Massive cuts in public spending means convincing people to accept the idea that cuts in servies, pay, pensions and benefits are a necessity. Alex Snowdon looks at how the battle of ideas is going.
“The trick of the British establishment is to turn discussion from “whether to” into “how to” questions. The media debate is on which government services to cut or on the balance between spending cuts and tax increases.
Once the discussion has been channelled into these trenches the establishment has won. The real argument, however, should be on whether we need unparalleled fiscal austerity or not.“
Samuel Brittan, Financial Times columnist
As Brittan observes, there are basically two ways of framing the debate about public sector cuts. The first way is to assume deep cuts will happen – the only issue is exactly where these cuts will be targeted. The knife must be wielded, but where exactly should it cut?
The second way is to challenge the whole ‘need’ for cuts, which means examining the assumptions underpinning the cuts agenda. This is becoming the great ideological battle of our age.
A ‘There is No Alternative’-type acceptance of deep cuts is what we need to confront above all. Anti-cuts campaigns won’t prevail simply by alerting people to cuts and their impact on people’s lives, necessary as this is. We are in a war of ideas, and need urgently to outline the alternatives to the orthodox pro-austerity line.
Two things bring this home. One is the evidence from polling; the other is current media coverage. The latest polls indicate a widespread concern at the impact of cuts, but also a large number of people viewing them as necessary. There is naturally no enthusiasm for the measures announced in the June budget, and people aren’t ideologically committed to what Cameron, Osborne et al represent, but many people do accept the idea that cuts in servies, pay, pensions and benefits are a necessity.
Nigel Stanley at Touchstone examines the findings of a BBC Newsnight poll: ‘Most buy the necessity for big cuts, but are beginning to be worried that they will be affected and that they might be going too far. What is new here is that a majority think they might be bad for the wider economy.’
The contradiction is captured in this: 57% agree ‘the government is trying to cut too severely’, yet 64% agree ‘the scale of the cuts is essential for the government to balance its books’. But, as Stanley notes, another finding is interesting: 56% think the scale of cuts is likely to threaten the economic recovery. The view – a correct one – that deep cuts will undermine recovery is evidently widespread.
The Guardian reports on a separate poll: ‘Overall, 38% of voters think the coalition’s plans for tax rises and spending cuts go too far, 39% think they are right and 16% think they do not go far enough… Whether they approve or not, everybody thinks they will suffer: 91% say the cuts and tax rises will hurt, with 31% saying they will hurt a lot.’
There is clearly a wide layer who simultaneously feel concern at the effects of cuts and think they are necessary, and thus reluctantly accept them. We shouldn’t be surprised at this, not least because Labour has failed utterly to articulate clear argumens opposing the ConDem coalition’s policies, which stems from its own commitment (prior to the election) to making cuts.

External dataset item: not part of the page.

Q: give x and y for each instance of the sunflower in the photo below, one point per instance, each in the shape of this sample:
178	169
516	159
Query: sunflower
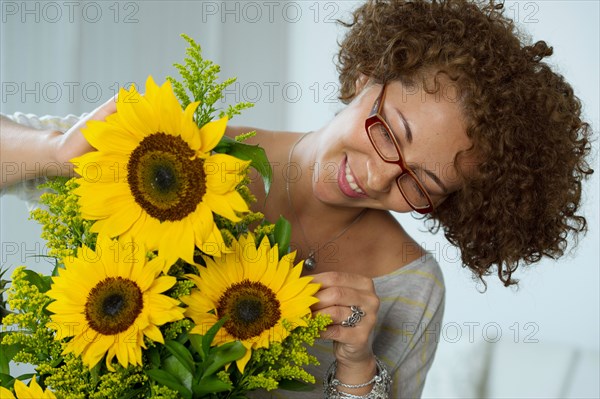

The media are also playing a vital role in shoring up the ideological consensus. Paul at Though Cowards Flinch cites this unashamedly biased example:
‘MPs will be breaking up for the summer tomorrow, 27 July, but when they return they will still have to deal with the £156 billion deficit which looms over Britain. This week, BBC Radio 5 live Drive is looking for your big ideas to drive down the deficit. Today the focus is on home savings, including on health, education and local services.’
This is precisely what the FT’s Samuel Brittan meant by eradicating debate about ‘whether to’, instead focusing on ‘how to’. The ruling ideology is embedded in the BBC’s coverage, so deeply that we’re not supposed to notice there is anything contentious at all.
The Left Outside blog observes: ‘The Labour leadership is in disarray over the deficit and there seems little concerted effort to highlight the positive effects of ignoring Tory policy recommendation in the last few years…
The embedding of this deficit hysteria may have already reached a point where it is impossible to overturn. If we let them dictate the terms of debate we have lost the debate’.
It’s a debate we on the left have to re-shape and win. Just conisder Iraq if you are in doubt: left to their own devices, politicians and the BBC would have contentedly limited themselves to the ‘how to’ questions. They tried, but failed precisely because a mass movement forced the real arguments into the mainstream and re-shaped the political debate.
On the most important domestic political issue for generations, that is the challenge we now face: to build a political movement that transforms the terms of debate and creates the space for effective resistance.